“Shebang” means everything involved in what is under consideration (usually used in the phrase “the whole shebang”).
We don’t know where the word came from. It appears suddenly in the 1860s, dozens of times in US newspapers and literature.
The earliest known example of the word in print appears to mean some form of hut or rustic dwelling. Walt Whitman’s Specimen Days, from Complete Poetry and Collected Prose, 1862: “Besides the hospitals, I also go occasionally on long tours through the camps, talking with the men, &c. Sometimes at night among the groups around the fires, in their shebang enclosures of bushes.”
In Suzanne Wilson’s Column South (1960), an 1864 diary records officers during the Civil War as “running the shebang” which seemed to refer to a whole encampment or other military establishment.
In 1869, the Marysville Tribune printed a list of The Idioms of Our New West and defined ‘shebang’ like this: “Shebang is applied to any sort of house or office.”
In Roughing It, 1872, Mark Twain uses ‘shebang’ to refer to a form of vehicle. “Take back your money, madam.

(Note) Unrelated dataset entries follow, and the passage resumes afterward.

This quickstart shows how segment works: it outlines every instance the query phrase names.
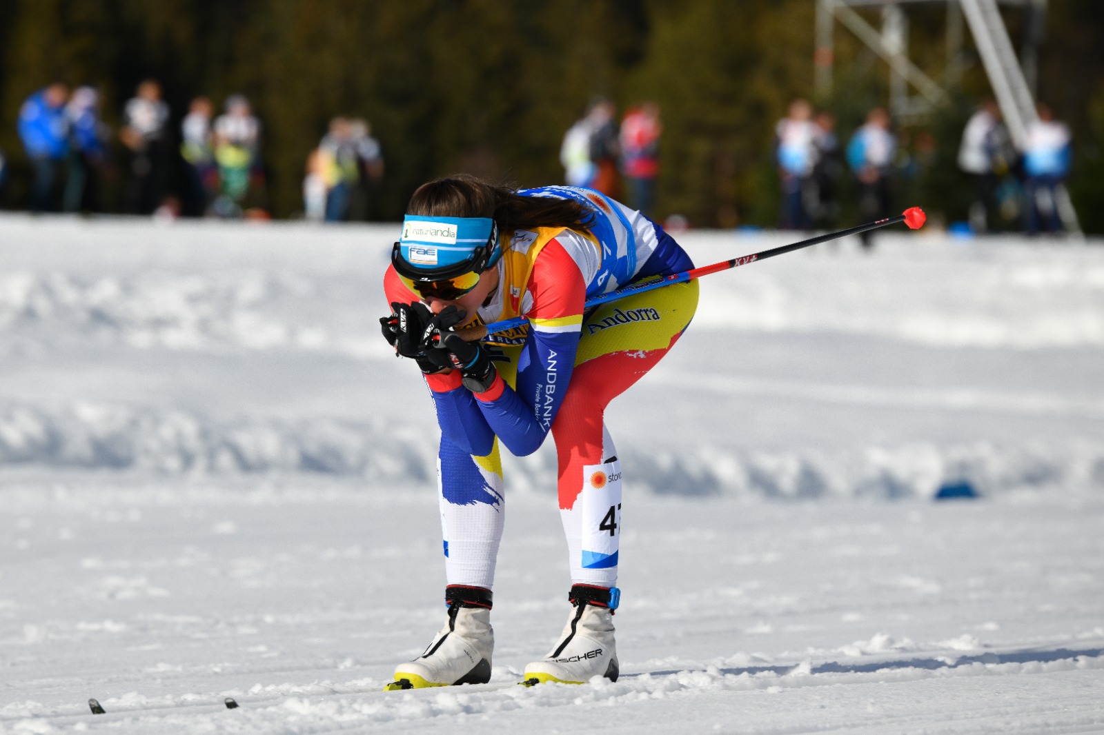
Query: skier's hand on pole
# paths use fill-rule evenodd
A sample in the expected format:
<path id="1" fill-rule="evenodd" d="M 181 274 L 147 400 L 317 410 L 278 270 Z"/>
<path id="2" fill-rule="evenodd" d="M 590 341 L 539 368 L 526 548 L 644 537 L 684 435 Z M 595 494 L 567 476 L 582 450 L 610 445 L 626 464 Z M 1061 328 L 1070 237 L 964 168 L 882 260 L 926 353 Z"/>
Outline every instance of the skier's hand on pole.
<path id="1" fill-rule="evenodd" d="M 426 353 L 427 334 L 435 329 L 437 319 L 429 307 L 422 303 L 403 303 L 392 301 L 391 316 L 380 319 L 380 331 L 383 339 L 395 349 L 395 354 L 410 358 L 417 362 L 423 373 L 439 373 L 452 365 L 433 361 Z"/>
<path id="2" fill-rule="evenodd" d="M 422 347 L 429 362 L 459 370 L 468 390 L 484 393 L 498 374 L 492 362 L 497 355 L 478 342 L 466 341 L 454 329 L 465 317 L 467 313 L 464 310 L 455 306 L 445 307 L 426 324 Z"/>

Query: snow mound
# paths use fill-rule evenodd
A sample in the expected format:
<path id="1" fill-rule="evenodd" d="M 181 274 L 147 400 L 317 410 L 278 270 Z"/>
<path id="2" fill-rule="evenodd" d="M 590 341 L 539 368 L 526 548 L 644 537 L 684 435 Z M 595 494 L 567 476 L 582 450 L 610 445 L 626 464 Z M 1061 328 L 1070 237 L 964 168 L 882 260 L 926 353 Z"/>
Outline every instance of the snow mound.
<path id="1" fill-rule="evenodd" d="M 312 473 L 371 486 L 433 486 L 435 439 L 394 422 L 215 419 L 183 411 L 79 402 L 0 405 L 0 468 L 145 470 L 167 476 Z M 1104 488 L 1104 444 L 909 444 L 848 451 L 750 451 L 720 444 L 623 452 L 627 481 L 660 494 L 774 499 L 931 497 Z M 511 491 L 552 491 L 551 447 L 503 457 Z"/>

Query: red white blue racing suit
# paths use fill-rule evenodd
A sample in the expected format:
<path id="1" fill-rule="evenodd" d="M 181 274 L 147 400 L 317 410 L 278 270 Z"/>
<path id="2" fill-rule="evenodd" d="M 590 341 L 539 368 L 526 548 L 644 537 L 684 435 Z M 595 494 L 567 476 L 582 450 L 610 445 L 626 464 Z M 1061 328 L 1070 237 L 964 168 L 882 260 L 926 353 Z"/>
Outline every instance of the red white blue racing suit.
<path id="1" fill-rule="evenodd" d="M 691 280 L 584 308 L 588 297 L 693 267 L 662 228 L 587 189 L 545 187 L 524 196 L 574 199 L 594 213 L 590 232 L 540 227 L 501 235 L 499 285 L 475 323 L 524 316 L 528 327 L 486 341 L 501 347 L 498 377 L 474 394 L 454 371 L 427 375 L 440 425 L 438 486 L 449 585 L 493 586 L 505 509 L 501 443 L 535 451 L 551 430 L 573 584 L 616 586 L 622 470 L 606 405 L 675 344 L 698 305 Z M 388 301 L 414 302 L 393 269 Z"/>

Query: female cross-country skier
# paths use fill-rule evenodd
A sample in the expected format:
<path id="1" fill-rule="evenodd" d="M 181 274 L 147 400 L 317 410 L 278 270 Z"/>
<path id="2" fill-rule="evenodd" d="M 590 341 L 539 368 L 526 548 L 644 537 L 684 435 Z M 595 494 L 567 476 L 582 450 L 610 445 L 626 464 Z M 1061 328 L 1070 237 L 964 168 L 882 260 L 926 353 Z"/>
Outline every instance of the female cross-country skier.
<path id="1" fill-rule="evenodd" d="M 502 535 L 499 444 L 532 454 L 551 430 L 573 606 L 524 681 L 617 679 L 613 614 L 622 469 L 606 405 L 659 362 L 690 323 L 690 280 L 587 309 L 587 297 L 693 267 L 648 217 L 587 189 L 512 190 L 457 175 L 410 202 L 380 320 L 421 368 L 440 425 L 438 483 L 448 620 L 394 689 L 486 683 L 495 562 Z M 458 330 L 512 317 L 526 327 L 466 341 Z"/>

We can’t allow it. You’re welcome to ride here as long as you please, but this shebang’s chartered, and we can’t let you pay a cent.”

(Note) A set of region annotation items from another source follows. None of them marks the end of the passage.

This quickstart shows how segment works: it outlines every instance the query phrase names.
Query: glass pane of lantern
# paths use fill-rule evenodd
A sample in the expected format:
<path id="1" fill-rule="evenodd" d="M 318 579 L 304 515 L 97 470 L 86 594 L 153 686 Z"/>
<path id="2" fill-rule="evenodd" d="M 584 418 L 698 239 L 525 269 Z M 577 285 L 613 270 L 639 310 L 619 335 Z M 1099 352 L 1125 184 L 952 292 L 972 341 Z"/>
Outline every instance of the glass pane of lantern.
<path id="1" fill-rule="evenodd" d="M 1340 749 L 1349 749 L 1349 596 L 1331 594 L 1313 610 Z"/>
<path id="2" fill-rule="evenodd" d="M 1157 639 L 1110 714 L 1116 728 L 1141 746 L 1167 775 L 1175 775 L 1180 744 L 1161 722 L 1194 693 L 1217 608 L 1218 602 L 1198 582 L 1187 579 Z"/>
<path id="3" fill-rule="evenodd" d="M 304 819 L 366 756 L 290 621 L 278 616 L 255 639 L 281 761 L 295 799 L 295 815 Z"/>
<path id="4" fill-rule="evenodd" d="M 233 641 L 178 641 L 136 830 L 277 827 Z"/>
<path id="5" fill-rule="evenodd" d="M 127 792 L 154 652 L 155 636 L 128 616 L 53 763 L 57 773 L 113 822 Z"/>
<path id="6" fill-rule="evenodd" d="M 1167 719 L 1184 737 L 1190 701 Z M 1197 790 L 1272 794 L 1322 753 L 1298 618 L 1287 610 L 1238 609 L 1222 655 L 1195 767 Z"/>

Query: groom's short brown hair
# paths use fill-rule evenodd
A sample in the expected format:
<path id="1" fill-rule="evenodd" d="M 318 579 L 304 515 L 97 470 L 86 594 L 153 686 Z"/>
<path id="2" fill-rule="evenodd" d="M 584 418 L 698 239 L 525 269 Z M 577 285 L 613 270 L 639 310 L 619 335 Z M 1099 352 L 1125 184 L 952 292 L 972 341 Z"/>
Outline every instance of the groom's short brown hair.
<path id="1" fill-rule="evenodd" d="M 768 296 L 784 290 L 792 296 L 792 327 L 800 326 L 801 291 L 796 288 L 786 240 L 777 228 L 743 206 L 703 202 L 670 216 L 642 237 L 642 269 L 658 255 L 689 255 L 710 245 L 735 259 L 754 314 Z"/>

That vehicle usage may suggest a possible link with the name for a form of early UK sightseeing bus, a charabanc (pronounced sharra-bang). Passengers called these vehicles ‘sharras’ which were common in Britain from the early 1800s into the 1970s. It’s possible that “shebang” is a variant of “sharra-bang” but there’s no evidence.
Perhaps it didn’t matter that “shebang” was used to mean different things. It’s much more interesting to say “shebang” than just the common, everyday, old “thing.”